When Tim Brown took the mound for the Wichita Wingnuts in Game 1 of the American Association playoff semifinals against Sioux City on Wednesday, the last thing anyone expected was a lapse in control.
Brown never has those.
In 124 2/3 innings during the Wingnuts’ regular season, the 29-year-old Brown, a right-hander, walked five. That’s one literally every blue moon.
Brown issued free passes to .009 percent of the 518 batters he faced, a statistic that doesn’t seem plausible.
But in Game 1 against Sioux City, Brown walked three in four innings. He also gave up nine hits as the Wingnuts dropped Game 1, 6-5. Wichita evened the series with a win in Game 2 and the series moved Wichita for Games 3, 4 and, if necessary, 5.
Brown, a St. Louis native who attended Johnson County Community College and Pittsburg State, has no explanation for his sudden spate of control issues against Sioux City other than the one baseball players use often — it’s just baseball.
“I was just missing with my pitches a bit,” he said. “That’s just baseball and, especially, playoff baseball. You can kind of throw regular-season stats out the window.”
Brown has spent most of his eight-year professional career pitching in independent leagues and is finishing his third season with the Wingnuts.
His regular-season record in Wichita is 29-10, despite giving up 464 hits in 385 2/3 innings and striking out only 175. That’s because he’s walked only 44.
“I’ve always kind of been with the impression that to throw the ball consistently where you want it to be thrown, you have to be consistent with the things you do mechanically,” Brown said. “And from the mental aspect, you have to attack the zone, attack the hitter.”
There’s nothing complex about Brown’s mechanics or the assortment of pitches he throws. It’s not really an assortment, Brown says, because he depends on a two-seam fastball “90-95 percent of the time.”

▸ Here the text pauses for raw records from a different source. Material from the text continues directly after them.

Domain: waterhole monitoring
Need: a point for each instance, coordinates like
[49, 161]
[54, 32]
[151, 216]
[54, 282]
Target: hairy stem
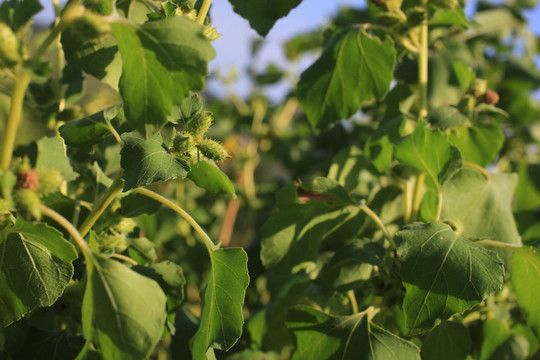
[14, 119]
[100, 206]
[352, 300]
[417, 195]
[21, 84]
[423, 64]
[379, 223]
[210, 246]
[62, 221]
[407, 201]
[203, 12]
[477, 167]
[124, 258]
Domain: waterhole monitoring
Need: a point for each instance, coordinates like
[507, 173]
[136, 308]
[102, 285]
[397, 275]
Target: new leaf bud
[212, 150]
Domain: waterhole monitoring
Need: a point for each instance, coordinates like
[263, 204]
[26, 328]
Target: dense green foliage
[387, 208]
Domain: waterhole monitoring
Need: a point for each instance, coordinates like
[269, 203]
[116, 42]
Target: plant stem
[352, 300]
[13, 120]
[100, 206]
[210, 246]
[423, 64]
[124, 258]
[379, 223]
[477, 167]
[417, 195]
[203, 12]
[79, 240]
[19, 89]
[439, 205]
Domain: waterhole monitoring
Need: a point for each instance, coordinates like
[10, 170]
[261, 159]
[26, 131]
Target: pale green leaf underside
[481, 208]
[429, 151]
[321, 336]
[123, 311]
[35, 267]
[147, 161]
[160, 67]
[354, 68]
[222, 318]
[443, 273]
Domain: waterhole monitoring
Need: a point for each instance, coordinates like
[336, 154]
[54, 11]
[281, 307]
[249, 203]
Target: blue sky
[233, 46]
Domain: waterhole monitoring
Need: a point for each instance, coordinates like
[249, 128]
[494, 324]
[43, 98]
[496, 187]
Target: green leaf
[481, 208]
[346, 167]
[306, 217]
[123, 312]
[380, 146]
[326, 337]
[44, 345]
[52, 155]
[429, 151]
[92, 129]
[162, 61]
[446, 117]
[209, 177]
[171, 279]
[448, 341]
[97, 57]
[17, 13]
[443, 273]
[146, 162]
[262, 14]
[525, 277]
[480, 143]
[35, 267]
[222, 318]
[464, 73]
[354, 68]
[351, 266]
[134, 204]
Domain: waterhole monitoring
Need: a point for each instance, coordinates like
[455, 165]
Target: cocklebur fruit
[28, 179]
[27, 204]
[199, 125]
[183, 143]
[212, 150]
[90, 26]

The key is to locate the pitch and let the movement of the ball take care of the rest. Because Brown doesn’t throw hard — he sits in the mid-80s with his fastball — he relies on the ball sinking as it approaches the plate.
Hitters are usually going to make contact, but Brown’s design is for that contact to be weak.

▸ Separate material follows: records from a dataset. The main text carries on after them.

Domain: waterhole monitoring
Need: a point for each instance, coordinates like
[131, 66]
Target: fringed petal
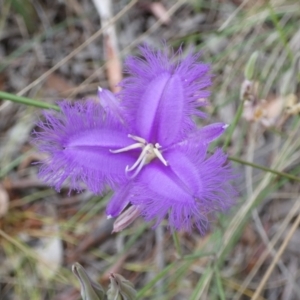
[78, 141]
[201, 136]
[186, 191]
[161, 94]
[119, 200]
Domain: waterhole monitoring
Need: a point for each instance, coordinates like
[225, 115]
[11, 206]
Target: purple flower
[144, 144]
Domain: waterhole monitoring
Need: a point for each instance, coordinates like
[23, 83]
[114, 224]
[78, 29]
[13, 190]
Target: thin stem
[232, 126]
[27, 101]
[177, 243]
[247, 163]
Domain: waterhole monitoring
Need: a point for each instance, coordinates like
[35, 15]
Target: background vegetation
[50, 50]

“I’m not looking for a swing and a miss with that pitch or even necessarily a strike,” he said. “It’s about getting the hitter to put the ball in play with weak contact and go from there. You’re going to give up your share of hits with balls put in play. But you’re also going to get a lot of groundball double plays.”
Walks, in Brown’s world, defeat the purpose.

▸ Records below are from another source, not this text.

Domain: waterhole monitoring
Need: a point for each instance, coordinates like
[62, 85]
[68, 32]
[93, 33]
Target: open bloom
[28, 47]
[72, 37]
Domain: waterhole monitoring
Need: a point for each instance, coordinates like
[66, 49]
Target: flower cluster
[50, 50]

He’s had pinpoint control at least since his two seasons at Pittsburg State, 2008 and 2009, when he walked 13 in 140 2/3 innings.
His junior season, though, was a struggle. Brown’s father, Bob, died just after the start of the season and Brown finished 4-4 with a 6.68 ERA.
“I had a lot of things on my mind other than baseball at that time,” Brown said. “My dad coached my teams when I was really young and when I got to be about 12 or so he left that up to other people. But he was at every game, he made all the road trips.”
Brown’s senior season with the Gorillas was better. He was 8-4 with a 3.71 ERA and later that year joined Lincoln in the American Association. He pitched in seven games for the Philadelphia Phillies’ Gulf Coast League team in 2010 but that’s his only experience in affiliated baseball.
“All I ever wanted to do was go out and play ball,” said Brown, who accepts his chances of a return to affiliated baseball are remote. “You never say never and when you’re younger, it’s always the goal to get to the big leagues. But at some point you just realize that you’re getting paid to play baseball every day and that you’ve been able to travel the world and do other fun things with the game.”
Brown, who isn’t married, said he wants to keep pitching as long as he’s able.
“Playing is too much fun not to want to continue playing,” he said. “As long as I’m still competing and everything like that, I want to keep doing it. Because once it’s gone, you don’t get it back.”
As long as Brown maintains his freakish control, it’s hard to imagine he won’t find a spot on somebody’s pitching staff. Five walks in almost 125 innings? It defies logic.
“The last time I walked three in a game — that would have to have been a while,” he said. “I don’t really remember. But sometimes those nights just happen.”